Особенно суетился Филоненко. Ему не хотелось попасть в число заговорщиков, и он стал говорить, что ему спешно нужно выехать в Петроград. В противном случае он угрожал даже застрелиться. На это ему резко ответил Аладьин: 'Если вы понимаете, что произошло, то вы как честный человек должны обо всем телеграфировать Временному правительству и остаться при генерале Корнилове'.[340] Филоненко заявил, что он останется, только если его арестуют. Тогда Корнилов сказал, что он запрещает Филоненко куда-либо ехать, а если тот ослушается, то его задержат. Филоненко потом раздул из своего 'ареста' целую историю. На деле же 'арестованный' весь день просидел в кабинете главковерха, а вечером свободно выехал в Петроград, получив для своих нужд экстренный эшелон.

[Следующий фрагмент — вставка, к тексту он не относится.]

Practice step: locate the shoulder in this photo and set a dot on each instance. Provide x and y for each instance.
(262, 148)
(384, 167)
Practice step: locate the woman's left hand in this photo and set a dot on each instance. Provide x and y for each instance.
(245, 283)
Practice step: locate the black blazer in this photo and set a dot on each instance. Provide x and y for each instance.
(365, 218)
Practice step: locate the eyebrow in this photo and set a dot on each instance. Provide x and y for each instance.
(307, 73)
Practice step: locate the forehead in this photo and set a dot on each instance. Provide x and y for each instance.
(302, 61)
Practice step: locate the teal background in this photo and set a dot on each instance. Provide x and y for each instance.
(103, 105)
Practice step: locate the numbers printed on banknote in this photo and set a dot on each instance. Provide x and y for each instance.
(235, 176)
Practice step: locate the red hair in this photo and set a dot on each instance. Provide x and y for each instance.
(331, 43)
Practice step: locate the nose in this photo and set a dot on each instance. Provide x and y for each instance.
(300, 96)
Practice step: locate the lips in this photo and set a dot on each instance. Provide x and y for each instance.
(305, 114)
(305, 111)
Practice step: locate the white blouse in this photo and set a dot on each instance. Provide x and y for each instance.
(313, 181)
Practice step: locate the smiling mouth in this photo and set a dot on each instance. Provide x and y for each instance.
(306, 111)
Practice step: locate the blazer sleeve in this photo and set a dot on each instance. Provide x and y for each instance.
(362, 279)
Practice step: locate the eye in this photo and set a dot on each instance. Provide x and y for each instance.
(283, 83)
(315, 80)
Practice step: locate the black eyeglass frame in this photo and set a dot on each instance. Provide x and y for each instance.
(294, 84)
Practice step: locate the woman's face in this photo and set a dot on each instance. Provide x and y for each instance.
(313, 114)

После обеда в столицу ушла телеграмма за подписью Лу-комского. В ней вновь повторялось сказанное уже много раз: спасение России — в создании сильной власти, оздоровлении армии и наведении порядка в тылу. Лукомский писал, что все эти мероприятия были одобрены правительством. Подтверждением этому могут служить визиты Савинкова и Львова, приезжавших от имени Керенского. Лукомский заявлял, что 'остановить начавшееся с вашего же одобрения дело невозможно, и это поведет лишь к гражданской войне, окончательному разложению армии и позорному сепаратному миру, следствием коего, конечно, не будет закрепление завоеваний революции'.